Machinery: Have someone at the factory tell you about the machines. What exactly do they do? How old are they? What are the brands? Where did they come from? How much maintenance is required? Does the factory have the equipment to cover all stages of the production process? The answers may mean little in and of themselves, but you may understand some important points if you compare factories (which you usually should). Plus, asking questions sends the message that you pay attention to details.
Quality control (QC): Ask to see the data on the QC inspections on incoming materials. You may also want to inspect the factory’s suppliers, depending on the type of inputs. Factories can also have QC inspections at various points throughout the production process. Finished goods should always undergo at least some inspection.

Regardless of how many QC checkpoints the factory uses, the location of the checkpoints and where and how the failed parts are handled should be clear. If that information isn’t clear to you on a walkthrough, it likely isn’t clear to the workers, either!

Some factories may have received certain process certifications, such as ISO 9000 and 9001. If you’re interested in the factory’s certifications, make sure they actually follow the certification requirements in everyday production.
Employee conditions: Make sure the factory isn’t using prison or child labor. Ask to see the employees’ cafeteria and dormitories. You shouldn’t expect the Four Seasons, but the dorms should be clean and orderly. Find out how long the employees have for lunch and how long their shifts are. Ask about what training the employees receive. See whether the factory offers much of a career path for them. Happy employees do their jobs better and are less likely to cause production delays and quality issues through turnover.
Location: You want to understand and evaluate the factory’s location for three reasons:
  • Utility quotas: Limits on electricity can be especially problematic — particularly for factories in and around big cities. You want to assess the area’s utility reliability and whether the factory has backup facilities. Water may also be rationed in certain areas.

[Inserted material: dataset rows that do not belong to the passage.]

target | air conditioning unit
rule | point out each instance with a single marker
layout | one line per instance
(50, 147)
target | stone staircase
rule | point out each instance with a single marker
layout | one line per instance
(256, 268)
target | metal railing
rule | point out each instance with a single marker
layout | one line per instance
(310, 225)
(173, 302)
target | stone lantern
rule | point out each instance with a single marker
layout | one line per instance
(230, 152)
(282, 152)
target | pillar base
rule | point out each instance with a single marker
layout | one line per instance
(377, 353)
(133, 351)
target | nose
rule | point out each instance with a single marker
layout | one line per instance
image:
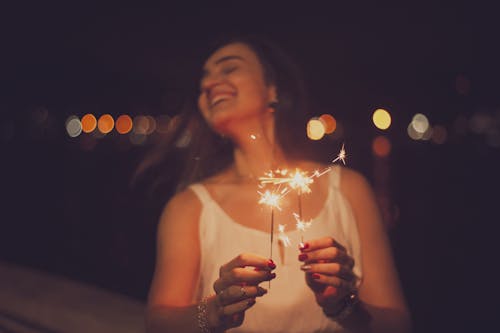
(209, 81)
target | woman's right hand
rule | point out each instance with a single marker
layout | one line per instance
(236, 289)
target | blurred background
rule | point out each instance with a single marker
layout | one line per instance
(86, 90)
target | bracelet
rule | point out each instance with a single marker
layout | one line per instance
(202, 316)
(349, 303)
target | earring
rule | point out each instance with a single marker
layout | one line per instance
(273, 105)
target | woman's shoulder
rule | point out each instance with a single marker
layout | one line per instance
(183, 203)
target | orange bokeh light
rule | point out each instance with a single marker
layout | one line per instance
(381, 146)
(89, 123)
(105, 123)
(329, 123)
(123, 124)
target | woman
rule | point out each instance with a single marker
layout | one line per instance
(213, 238)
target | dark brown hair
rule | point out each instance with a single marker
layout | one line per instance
(207, 152)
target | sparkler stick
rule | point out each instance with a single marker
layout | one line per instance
(271, 199)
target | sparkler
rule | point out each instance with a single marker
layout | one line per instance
(299, 181)
(271, 199)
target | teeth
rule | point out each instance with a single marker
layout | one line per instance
(219, 98)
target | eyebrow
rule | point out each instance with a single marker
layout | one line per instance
(220, 60)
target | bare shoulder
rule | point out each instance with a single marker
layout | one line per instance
(184, 206)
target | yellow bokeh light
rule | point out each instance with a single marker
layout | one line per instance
(329, 122)
(123, 124)
(315, 129)
(381, 119)
(412, 133)
(105, 123)
(89, 123)
(420, 123)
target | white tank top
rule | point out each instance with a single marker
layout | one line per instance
(289, 306)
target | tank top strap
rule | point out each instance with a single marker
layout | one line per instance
(334, 175)
(201, 192)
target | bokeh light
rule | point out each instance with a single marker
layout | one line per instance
(151, 125)
(73, 126)
(412, 133)
(329, 123)
(105, 123)
(381, 146)
(420, 123)
(381, 119)
(315, 129)
(89, 123)
(144, 125)
(123, 124)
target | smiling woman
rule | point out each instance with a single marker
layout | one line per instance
(212, 239)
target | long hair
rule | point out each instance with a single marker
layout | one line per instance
(207, 153)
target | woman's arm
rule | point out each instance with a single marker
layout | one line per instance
(170, 303)
(170, 307)
(380, 292)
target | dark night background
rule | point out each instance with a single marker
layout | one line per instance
(67, 204)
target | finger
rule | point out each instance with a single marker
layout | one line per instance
(237, 307)
(238, 276)
(330, 254)
(333, 269)
(248, 259)
(320, 243)
(235, 294)
(338, 283)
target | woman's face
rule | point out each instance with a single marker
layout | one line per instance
(233, 87)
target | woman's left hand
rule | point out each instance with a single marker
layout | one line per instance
(328, 270)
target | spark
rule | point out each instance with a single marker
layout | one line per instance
(282, 236)
(271, 199)
(301, 225)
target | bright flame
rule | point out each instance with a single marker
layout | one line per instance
(299, 180)
(341, 156)
(282, 236)
(301, 225)
(270, 199)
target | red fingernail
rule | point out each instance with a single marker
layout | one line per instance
(302, 256)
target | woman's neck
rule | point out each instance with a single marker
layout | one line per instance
(256, 150)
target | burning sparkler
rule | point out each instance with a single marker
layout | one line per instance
(299, 181)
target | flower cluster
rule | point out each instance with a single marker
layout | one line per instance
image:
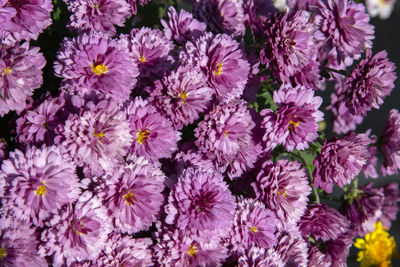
(196, 139)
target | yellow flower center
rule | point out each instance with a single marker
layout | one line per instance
(218, 70)
(3, 253)
(101, 134)
(142, 135)
(41, 190)
(99, 69)
(192, 250)
(377, 247)
(128, 197)
(7, 71)
(254, 229)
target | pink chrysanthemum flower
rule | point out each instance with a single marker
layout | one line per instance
(222, 61)
(369, 83)
(38, 125)
(126, 251)
(345, 29)
(341, 160)
(98, 15)
(133, 195)
(25, 19)
(41, 182)
(283, 187)
(77, 233)
(177, 249)
(254, 225)
(154, 135)
(201, 205)
(182, 95)
(290, 49)
(20, 73)
(295, 125)
(225, 136)
(151, 51)
(181, 26)
(391, 144)
(96, 62)
(225, 16)
(97, 138)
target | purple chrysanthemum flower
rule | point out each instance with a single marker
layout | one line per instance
(369, 83)
(225, 136)
(134, 4)
(201, 205)
(257, 256)
(295, 125)
(41, 182)
(77, 233)
(363, 208)
(341, 160)
(151, 51)
(225, 16)
(222, 61)
(283, 187)
(154, 135)
(96, 62)
(38, 125)
(126, 251)
(177, 249)
(182, 27)
(25, 19)
(345, 29)
(20, 73)
(391, 144)
(98, 15)
(18, 244)
(322, 222)
(290, 49)
(182, 95)
(133, 195)
(97, 138)
(253, 225)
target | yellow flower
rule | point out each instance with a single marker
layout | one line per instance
(377, 248)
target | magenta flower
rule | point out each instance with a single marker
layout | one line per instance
(20, 73)
(154, 135)
(98, 15)
(41, 181)
(18, 244)
(96, 62)
(225, 136)
(222, 61)
(25, 20)
(98, 137)
(344, 28)
(341, 160)
(201, 205)
(126, 251)
(221, 15)
(369, 83)
(254, 225)
(182, 27)
(133, 195)
(295, 125)
(391, 144)
(182, 95)
(77, 233)
(177, 249)
(291, 50)
(283, 187)
(323, 222)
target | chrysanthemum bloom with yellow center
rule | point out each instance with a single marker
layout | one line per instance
(377, 247)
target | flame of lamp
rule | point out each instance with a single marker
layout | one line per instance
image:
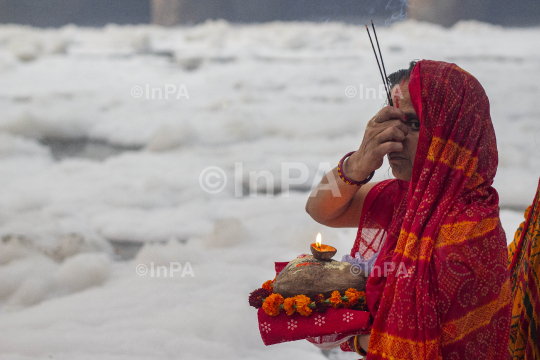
(323, 253)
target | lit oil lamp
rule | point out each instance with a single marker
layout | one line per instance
(322, 252)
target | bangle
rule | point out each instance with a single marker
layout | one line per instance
(344, 177)
(359, 350)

  • Closeness to suppliers: If the factory’s suppliers aren’t that close, really pay attention to the inventory — try to figure out whether they keep enough raw materials on hand to deal with an unexpected supply bottleneck.

  • Proximity to a port from which they can ship you the goods: You obviously don’t want a backup on the way out of the factory, either.


Doing your own quality control

When a factory is producing your order, being there to do your own QC is best. If you’re big enough, you can maintain an office in China that does onsite QC during production runs. These offices can look for new suppliers, too.

Foreign companies that don’t have China offices commonly send people to China during production runs. These employees do constant QC at the suppliers’ factories, often for several weeks at a time. For higher-end goods, have somebody from your company live at the factory 24/7 during production runs.

Be careful if you send a low-paid employee to do QC — buying off somebody earning only US$300 per month isn’t that hard. Inspect the products before they’re packed for shipment. Also consider doing a loading and stowage inspection for the first few shipments so you can be sure the goods are properly loaded into the container. When you receive your shipment, check both the quantity and quality of what you receive.

If you’re unable to have someone live at the factory during production, note that some companies specialize in QC (as well as factory DD). Some are good, but others may take kickbacks from the factories. You can find QC/DD companies on the same trading Web sites where you find factories and trading companies.